The Wake (In Love)

Something’s always more precious

I mean there’s diamond and there’s ice

I always thought I needed just a slice

but then it hit me, not once but twice

Something told me we could be much more than that

I felt that you needed more but what could be more?

You say nothing I say nothing, I just can’t be sure

They say love is brightest when it’s pure and

I always look for something to adore

But we both did nothing, nothing at all

I always think about the consequences before the action

And then you left me,

I guess that’s the consequence of not taking action

You always had this glow

It brightened my day, so how did I let it go

I loved you but could never let it show

Emotions start slow but could grow

Well, I guess that’s a story for another day

It’s done so what more can I say

Wish there was a way to see through all that

All the thoughts and feelings you held up inside

You held onto it like it was your pride

Heh, I guess I did too

But my pride wasn’t the case

I couldn’t say it with a straighter face

But my tender heart was at stake.

In the end I still ache –

I still ache for what could’ve been but what could’ve been?

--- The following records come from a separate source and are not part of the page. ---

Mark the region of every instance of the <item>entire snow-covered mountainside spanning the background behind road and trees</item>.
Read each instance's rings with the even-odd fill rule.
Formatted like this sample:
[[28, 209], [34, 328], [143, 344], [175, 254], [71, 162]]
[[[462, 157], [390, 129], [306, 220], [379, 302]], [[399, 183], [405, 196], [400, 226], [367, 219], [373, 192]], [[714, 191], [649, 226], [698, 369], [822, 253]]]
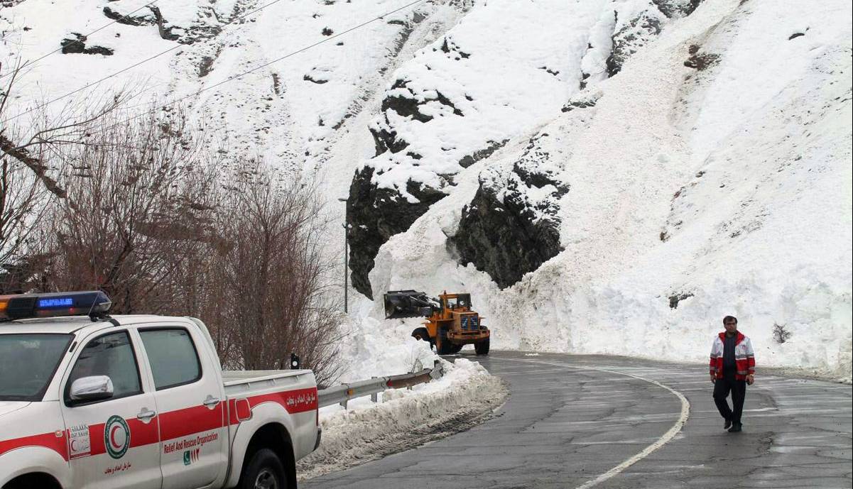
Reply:
[[[145, 3], [3, 2], [4, 71]], [[470, 291], [496, 347], [672, 360], [734, 314], [759, 365], [850, 377], [849, 4], [409, 3], [140, 9], [28, 67], [15, 110], [141, 63], [67, 100], [188, 96], [229, 151], [316, 175], [365, 296]]]

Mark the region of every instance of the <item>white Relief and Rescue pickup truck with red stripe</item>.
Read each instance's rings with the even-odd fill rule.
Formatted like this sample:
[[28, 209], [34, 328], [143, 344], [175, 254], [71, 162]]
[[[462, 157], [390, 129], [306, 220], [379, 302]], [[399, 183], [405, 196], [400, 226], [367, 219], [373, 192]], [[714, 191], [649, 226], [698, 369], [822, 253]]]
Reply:
[[222, 371], [200, 320], [108, 308], [0, 296], [0, 488], [296, 487], [311, 371]]

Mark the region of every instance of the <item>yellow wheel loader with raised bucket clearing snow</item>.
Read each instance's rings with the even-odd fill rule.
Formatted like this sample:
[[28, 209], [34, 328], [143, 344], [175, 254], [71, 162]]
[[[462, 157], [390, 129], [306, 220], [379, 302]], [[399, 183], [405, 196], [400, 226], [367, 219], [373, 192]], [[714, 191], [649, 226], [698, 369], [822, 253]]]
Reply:
[[423, 316], [427, 321], [412, 336], [435, 345], [440, 355], [456, 354], [464, 345], [474, 345], [479, 355], [489, 354], [489, 328], [471, 308], [471, 294], [444, 294], [438, 299], [419, 291], [387, 291], [386, 319]]

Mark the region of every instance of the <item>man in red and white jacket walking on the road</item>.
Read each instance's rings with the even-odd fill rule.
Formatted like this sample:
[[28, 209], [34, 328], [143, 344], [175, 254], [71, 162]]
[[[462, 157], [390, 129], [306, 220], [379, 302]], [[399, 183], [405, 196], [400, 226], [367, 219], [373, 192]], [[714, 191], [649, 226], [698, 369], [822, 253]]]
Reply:
[[[711, 382], [714, 383], [714, 403], [726, 420], [723, 429], [729, 433], [740, 431], [740, 415], [744, 409], [746, 385], [755, 382], [755, 354], [749, 338], [738, 331], [738, 319], [722, 319], [723, 331], [711, 346]], [[728, 393], [732, 393], [732, 407], [728, 407]]]

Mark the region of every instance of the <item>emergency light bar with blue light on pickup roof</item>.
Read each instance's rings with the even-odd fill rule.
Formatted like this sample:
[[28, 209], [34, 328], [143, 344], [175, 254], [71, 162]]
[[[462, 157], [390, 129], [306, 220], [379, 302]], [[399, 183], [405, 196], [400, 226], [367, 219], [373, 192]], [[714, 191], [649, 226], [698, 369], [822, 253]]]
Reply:
[[0, 320], [107, 314], [113, 306], [102, 291], [51, 292], [0, 296]]

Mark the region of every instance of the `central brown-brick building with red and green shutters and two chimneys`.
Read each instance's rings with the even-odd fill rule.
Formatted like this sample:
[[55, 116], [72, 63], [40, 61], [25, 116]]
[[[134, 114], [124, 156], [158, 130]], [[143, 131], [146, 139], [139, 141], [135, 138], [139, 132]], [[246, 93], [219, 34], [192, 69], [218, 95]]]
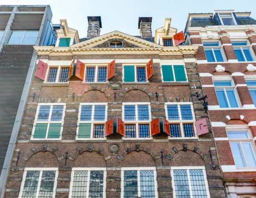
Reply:
[[141, 36], [100, 35], [88, 17], [79, 39], [61, 20], [56, 45], [34, 47], [5, 197], [226, 197], [198, 46], [171, 18], [153, 38], [151, 21], [139, 18]]

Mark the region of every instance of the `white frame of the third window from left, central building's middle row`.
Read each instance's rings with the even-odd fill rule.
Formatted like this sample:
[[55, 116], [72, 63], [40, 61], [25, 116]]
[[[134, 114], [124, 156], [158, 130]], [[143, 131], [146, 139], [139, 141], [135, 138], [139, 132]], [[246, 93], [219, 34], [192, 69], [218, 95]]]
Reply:
[[[124, 117], [124, 107], [125, 105], [135, 105], [135, 120], [125, 120]], [[138, 120], [138, 105], [148, 105], [148, 115], [149, 115], [149, 120]], [[122, 120], [124, 124], [135, 124], [135, 129], [136, 129], [136, 137], [135, 138], [128, 138], [126, 136], [122, 137], [122, 139], [129, 139], [129, 140], [143, 140], [143, 139], [153, 139], [153, 136], [151, 136], [151, 126], [150, 123], [152, 121], [151, 117], [151, 103], [150, 102], [138, 102], [138, 103], [122, 103]], [[139, 138], [139, 124], [148, 124], [149, 125], [149, 137], [148, 138]], [[125, 132], [125, 127], [124, 127], [124, 132]], [[125, 135], [125, 134], [124, 134]]]

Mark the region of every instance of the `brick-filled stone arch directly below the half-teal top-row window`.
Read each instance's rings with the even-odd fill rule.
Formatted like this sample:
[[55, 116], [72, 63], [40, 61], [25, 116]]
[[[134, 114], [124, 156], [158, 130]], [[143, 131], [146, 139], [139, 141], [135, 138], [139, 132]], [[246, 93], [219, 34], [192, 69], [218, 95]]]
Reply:
[[[138, 93], [138, 95], [135, 93]], [[141, 97], [141, 95], [143, 96]], [[133, 100], [129, 100], [129, 97], [133, 98]], [[154, 93], [149, 92], [145, 87], [131, 86], [120, 92], [118, 100], [122, 102], [151, 102], [154, 100]]]

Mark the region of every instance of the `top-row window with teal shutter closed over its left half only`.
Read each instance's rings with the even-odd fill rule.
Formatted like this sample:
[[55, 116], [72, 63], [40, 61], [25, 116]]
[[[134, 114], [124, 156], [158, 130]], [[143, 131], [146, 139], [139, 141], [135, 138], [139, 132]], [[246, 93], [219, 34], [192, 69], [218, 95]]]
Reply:
[[123, 82], [147, 82], [146, 65], [124, 65]]

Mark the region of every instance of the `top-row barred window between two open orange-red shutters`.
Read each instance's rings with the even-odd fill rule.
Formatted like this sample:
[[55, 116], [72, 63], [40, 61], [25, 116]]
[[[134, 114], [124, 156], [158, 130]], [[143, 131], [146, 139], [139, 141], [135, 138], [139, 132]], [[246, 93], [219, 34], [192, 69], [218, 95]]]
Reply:
[[107, 82], [108, 67], [106, 65], [86, 65], [84, 72], [85, 83]]

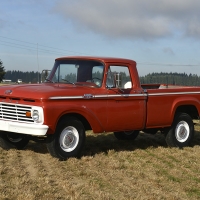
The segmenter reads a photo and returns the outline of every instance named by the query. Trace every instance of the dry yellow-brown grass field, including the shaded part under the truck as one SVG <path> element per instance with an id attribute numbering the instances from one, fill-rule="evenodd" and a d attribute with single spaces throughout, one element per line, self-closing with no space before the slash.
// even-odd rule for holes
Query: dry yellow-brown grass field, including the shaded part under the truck
<path id="1" fill-rule="evenodd" d="M 59 161 L 45 144 L 0 149 L 0 199 L 200 199 L 200 126 L 193 147 L 168 148 L 164 136 L 119 141 L 87 133 L 81 159 Z"/>

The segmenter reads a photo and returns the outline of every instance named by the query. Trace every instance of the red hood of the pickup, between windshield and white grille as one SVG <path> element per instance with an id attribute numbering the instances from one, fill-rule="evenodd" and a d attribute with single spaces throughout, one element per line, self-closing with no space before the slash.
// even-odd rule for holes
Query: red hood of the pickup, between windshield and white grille
<path id="1" fill-rule="evenodd" d="M 92 94 L 94 88 L 70 84 L 21 84 L 0 87 L 0 97 L 42 100 L 55 96 L 83 96 Z"/>

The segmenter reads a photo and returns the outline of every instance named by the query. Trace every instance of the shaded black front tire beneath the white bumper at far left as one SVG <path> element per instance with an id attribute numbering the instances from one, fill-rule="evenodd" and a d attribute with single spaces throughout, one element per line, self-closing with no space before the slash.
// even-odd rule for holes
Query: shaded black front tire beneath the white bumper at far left
<path id="1" fill-rule="evenodd" d="M 3 149 L 24 149 L 28 143 L 29 137 L 27 135 L 11 132 L 0 133 L 0 147 Z"/>

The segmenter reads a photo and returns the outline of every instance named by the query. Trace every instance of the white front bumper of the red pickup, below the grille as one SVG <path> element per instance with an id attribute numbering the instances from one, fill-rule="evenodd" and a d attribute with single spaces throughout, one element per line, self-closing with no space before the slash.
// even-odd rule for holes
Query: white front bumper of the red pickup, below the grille
<path id="1" fill-rule="evenodd" d="M 47 125 L 42 124 L 25 124 L 0 120 L 0 131 L 21 133 L 27 135 L 44 136 L 48 131 Z"/>

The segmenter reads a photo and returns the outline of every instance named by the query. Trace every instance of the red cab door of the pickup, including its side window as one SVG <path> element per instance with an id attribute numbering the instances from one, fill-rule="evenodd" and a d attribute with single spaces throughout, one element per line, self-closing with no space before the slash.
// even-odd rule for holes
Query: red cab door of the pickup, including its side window
<path id="1" fill-rule="evenodd" d="M 116 76 L 121 76 L 121 80 L 115 82 Z M 131 80 L 129 67 L 110 65 L 106 87 L 106 131 L 141 130 L 146 120 L 146 95 Z"/>

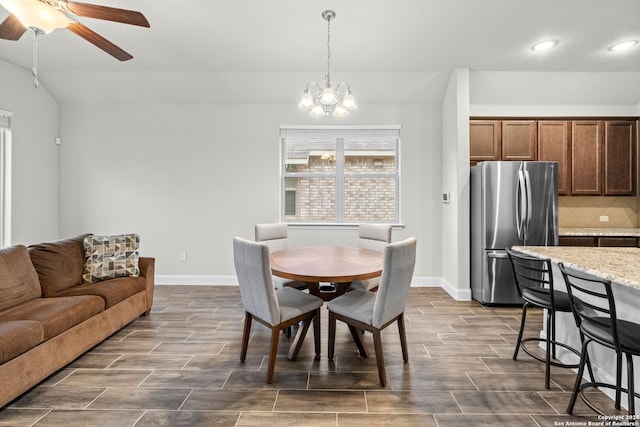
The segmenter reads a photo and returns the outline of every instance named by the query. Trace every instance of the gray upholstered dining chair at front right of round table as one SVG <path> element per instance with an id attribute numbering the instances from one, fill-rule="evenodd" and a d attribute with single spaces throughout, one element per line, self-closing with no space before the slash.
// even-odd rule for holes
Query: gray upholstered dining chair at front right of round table
<path id="1" fill-rule="evenodd" d="M 409 295 L 413 268 L 416 262 L 416 239 L 410 237 L 390 243 L 384 249 L 384 264 L 378 292 L 356 289 L 327 303 L 329 310 L 329 360 L 333 360 L 336 342 L 336 321 L 345 322 L 360 355 L 367 353 L 362 345 L 358 329 L 371 332 L 378 365 L 380 384 L 386 385 L 381 332 L 398 323 L 402 358 L 409 361 L 407 338 L 404 329 L 404 310 Z"/>

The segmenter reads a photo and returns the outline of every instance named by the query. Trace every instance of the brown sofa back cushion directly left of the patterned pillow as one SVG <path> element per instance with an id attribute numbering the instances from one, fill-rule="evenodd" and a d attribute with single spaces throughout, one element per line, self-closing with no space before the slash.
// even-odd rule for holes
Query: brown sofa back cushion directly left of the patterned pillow
<path id="1" fill-rule="evenodd" d="M 89 234 L 29 246 L 44 296 L 80 284 L 84 268 L 82 243 L 87 236 Z"/>

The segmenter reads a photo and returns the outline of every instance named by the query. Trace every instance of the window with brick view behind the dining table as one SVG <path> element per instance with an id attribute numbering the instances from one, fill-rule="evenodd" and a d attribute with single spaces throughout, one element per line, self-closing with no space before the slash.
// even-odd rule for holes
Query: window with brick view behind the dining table
<path id="1" fill-rule="evenodd" d="M 281 126 L 289 223 L 400 222 L 400 126 Z"/>

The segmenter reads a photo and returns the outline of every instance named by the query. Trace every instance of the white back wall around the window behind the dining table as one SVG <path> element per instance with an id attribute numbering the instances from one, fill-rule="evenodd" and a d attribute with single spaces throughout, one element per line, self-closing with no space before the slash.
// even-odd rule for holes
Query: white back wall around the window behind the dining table
<path id="1" fill-rule="evenodd" d="M 278 220 L 279 125 L 318 123 L 402 125 L 406 228 L 393 238 L 416 236 L 416 277 L 439 277 L 439 107 L 362 105 L 347 120 L 327 121 L 293 103 L 63 104 L 60 234 L 136 232 L 159 275 L 228 281 L 232 237 L 253 238 L 255 223 Z M 290 230 L 295 245 L 356 237 L 353 229 Z"/>

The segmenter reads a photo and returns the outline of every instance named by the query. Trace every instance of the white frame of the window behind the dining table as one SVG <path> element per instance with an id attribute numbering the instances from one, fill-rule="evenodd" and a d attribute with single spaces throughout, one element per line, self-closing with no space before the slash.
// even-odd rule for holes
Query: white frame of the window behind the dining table
<path id="1" fill-rule="evenodd" d="M 401 226 L 401 200 L 400 200 L 400 125 L 281 125 L 280 126 L 280 221 L 287 222 L 291 226 L 357 226 L 360 222 L 374 222 L 374 221 L 346 221 L 344 220 L 344 180 L 349 177 L 357 178 L 379 178 L 379 177 L 393 177 L 395 178 L 395 220 L 387 221 L 386 223 L 392 226 Z M 362 135 L 363 133 L 371 133 L 375 135 L 392 135 L 390 138 L 396 139 L 395 146 L 395 172 L 394 173 L 358 173 L 357 175 L 345 174 L 345 153 L 344 153 L 344 140 L 355 135 Z M 336 140 L 336 171 L 335 173 L 323 173 L 323 172 L 295 172 L 288 173 L 285 168 L 285 141 L 287 136 L 304 136 L 305 134 L 312 136 L 327 136 L 335 137 Z M 286 192 L 286 178 L 296 177 L 330 177 L 336 179 L 336 218 L 335 221 L 309 221 L 309 220 L 287 220 L 285 216 L 285 192 Z M 381 222 L 381 221 L 375 221 Z"/>

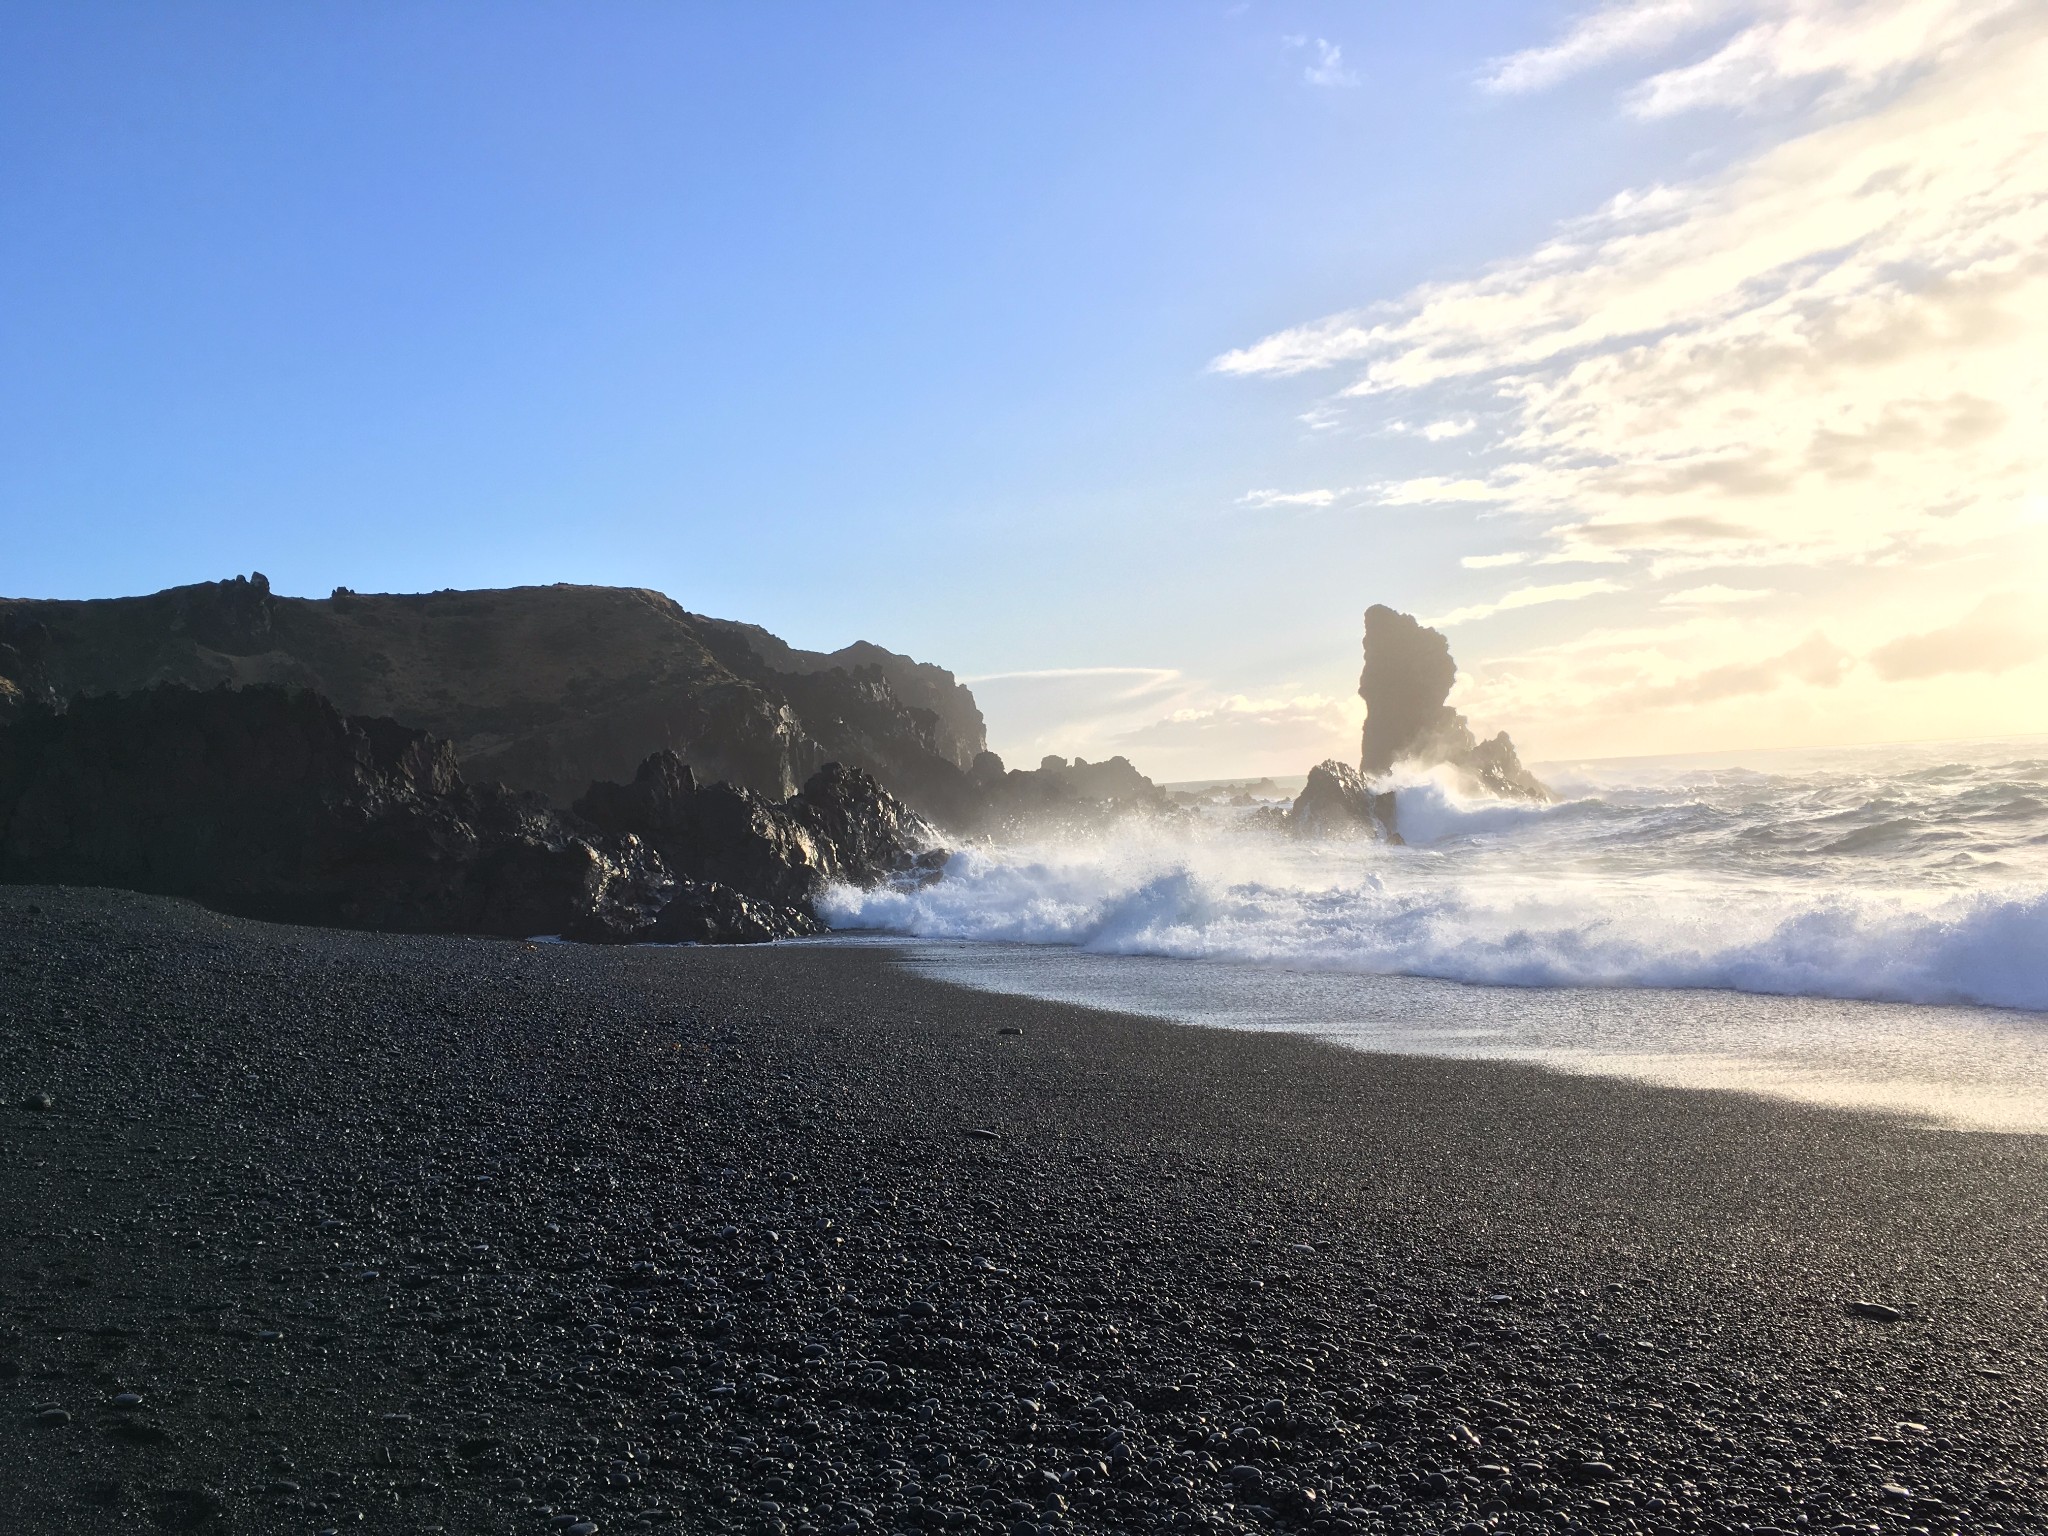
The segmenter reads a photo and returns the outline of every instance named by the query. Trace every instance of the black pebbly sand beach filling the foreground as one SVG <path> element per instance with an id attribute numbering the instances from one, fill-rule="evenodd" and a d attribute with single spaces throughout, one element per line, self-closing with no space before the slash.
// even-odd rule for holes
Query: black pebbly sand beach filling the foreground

I get scared from what I’ve seen hoping it could all be a dream

So I stay woke

Hoping that you could walk through that door 

and say it’s fine baby, maybe –

Maybe we could walk the street holding hands,

Is there a chance?

I get tired of these games but it’s a shame

I’m like a pro in the sea of life but I drown in the pool of love

Cupid come shoot me so I might die then wake in love not another dream.